AOL investors who bought stock between 2001 and 2002 say they relied on research reports from Credit Suisse First Boston when trading. "These faulty recommendations, plaintiffs argue, were the products not of naïve optimism, or an honest disagreement, but of calculated misdirection," according to the court's summary.

The class filed suit against the bank, its subsidiary, two analysts and two managers.

They claim the analysts knowingly issued bogus research reports with an eye toward generating business for Credit Suisse's investment banking division

In July 2002, The Washington Post published articles revealing that AOL engaged in accounting gimmickry and was artificially inflating its numbers to hide declining advertising revenues. Investors say these revelations confirmed what Credit Suisse had known all along.

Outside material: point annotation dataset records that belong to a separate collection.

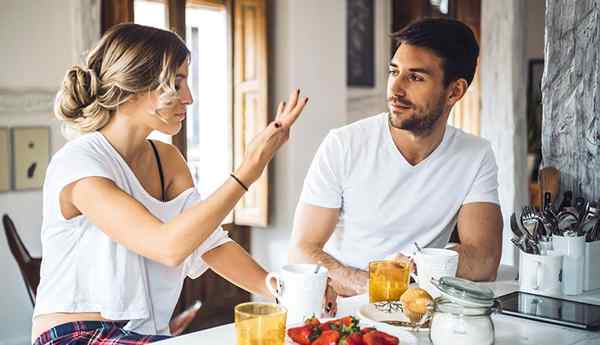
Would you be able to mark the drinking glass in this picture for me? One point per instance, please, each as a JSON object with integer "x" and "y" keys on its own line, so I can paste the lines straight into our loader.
{"x": 388, "y": 279}
{"x": 260, "y": 324}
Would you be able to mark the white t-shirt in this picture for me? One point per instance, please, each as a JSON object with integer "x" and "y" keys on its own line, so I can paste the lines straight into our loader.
{"x": 386, "y": 203}
{"x": 83, "y": 270}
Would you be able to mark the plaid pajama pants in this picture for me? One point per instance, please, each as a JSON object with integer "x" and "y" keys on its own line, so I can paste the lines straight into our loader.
{"x": 94, "y": 333}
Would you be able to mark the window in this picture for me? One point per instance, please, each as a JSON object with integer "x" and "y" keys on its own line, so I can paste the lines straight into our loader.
{"x": 209, "y": 127}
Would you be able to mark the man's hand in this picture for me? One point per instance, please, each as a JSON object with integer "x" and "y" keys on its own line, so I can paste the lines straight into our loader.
{"x": 330, "y": 303}
{"x": 313, "y": 226}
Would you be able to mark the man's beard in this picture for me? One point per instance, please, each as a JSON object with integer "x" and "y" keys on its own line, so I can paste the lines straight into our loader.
{"x": 420, "y": 123}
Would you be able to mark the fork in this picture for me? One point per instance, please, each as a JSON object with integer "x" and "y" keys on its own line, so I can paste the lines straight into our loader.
{"x": 530, "y": 221}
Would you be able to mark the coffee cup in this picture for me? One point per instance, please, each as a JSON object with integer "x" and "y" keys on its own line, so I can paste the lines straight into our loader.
{"x": 540, "y": 274}
{"x": 434, "y": 263}
{"x": 300, "y": 288}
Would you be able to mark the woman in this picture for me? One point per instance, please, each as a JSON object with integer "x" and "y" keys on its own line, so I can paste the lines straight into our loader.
{"x": 122, "y": 223}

U.S. District Judge Nancy Gertner rejected motions for summary judgment filed by each group of defendants.

"While in many securities cases, the parties rely on circumstantial evidence to recreate what defendants must have known, plaintiffs have provided striking direct evidence to buttress their claims," Gertner said [italics in original].

Credit Suisse issued 35 research reports from January 2001 to July 2002 encouraging investors to purchase AOL stock, but contemporaneous emails show that the analysts knew the company's finances "to be far more precarious than their reports reflected," a 14-page ruling states.

Certain emails between Credit Suisse analysts show they knew AOL's earnings projections were misleading, Gertner found. The emails also suggest that the bank negotiated with AOL about what information it would release in its reports.

To avoid "pissing off the company," one analyst, defendant Laura Martin, wrote that she "would NOT lower numbers on AOL, even though they can't make them."

Martin warned that AOL's earnings projections were "not honest" and explicitly referred to the company's "accounting gimmickry."

Other defendants' emails referred to the importance of "muffling" Martin's concerns.

Credit Suisse did not downgrade AOL's stock until September 2001, and then only to a limited degree. AOL stock plummeted when the Post published its exposé.

Gertner balked at claims that the emails were "merely internal professional disagreements," with analysts using "provocative language" in pursuit of an "honest intellectual debate" about AOL's financial prospects.

"Defendants' arguments, however, are just that, arguments providing an alternative narrative, not dispositive as a matter of law," Gertner wrote.

Regarding whether they intentionally mislead investors, "a jury could reasonably infer that they did so to curry favor with AOL in the hopes of obtaining lucrative investment banking business," she ruled.

The court concluded that summary judgment is inappropriate at this stage because sorting out the plaintiffs' claims "requires more than warring affidavits and strident briefs. It requires an evidentiary hearing."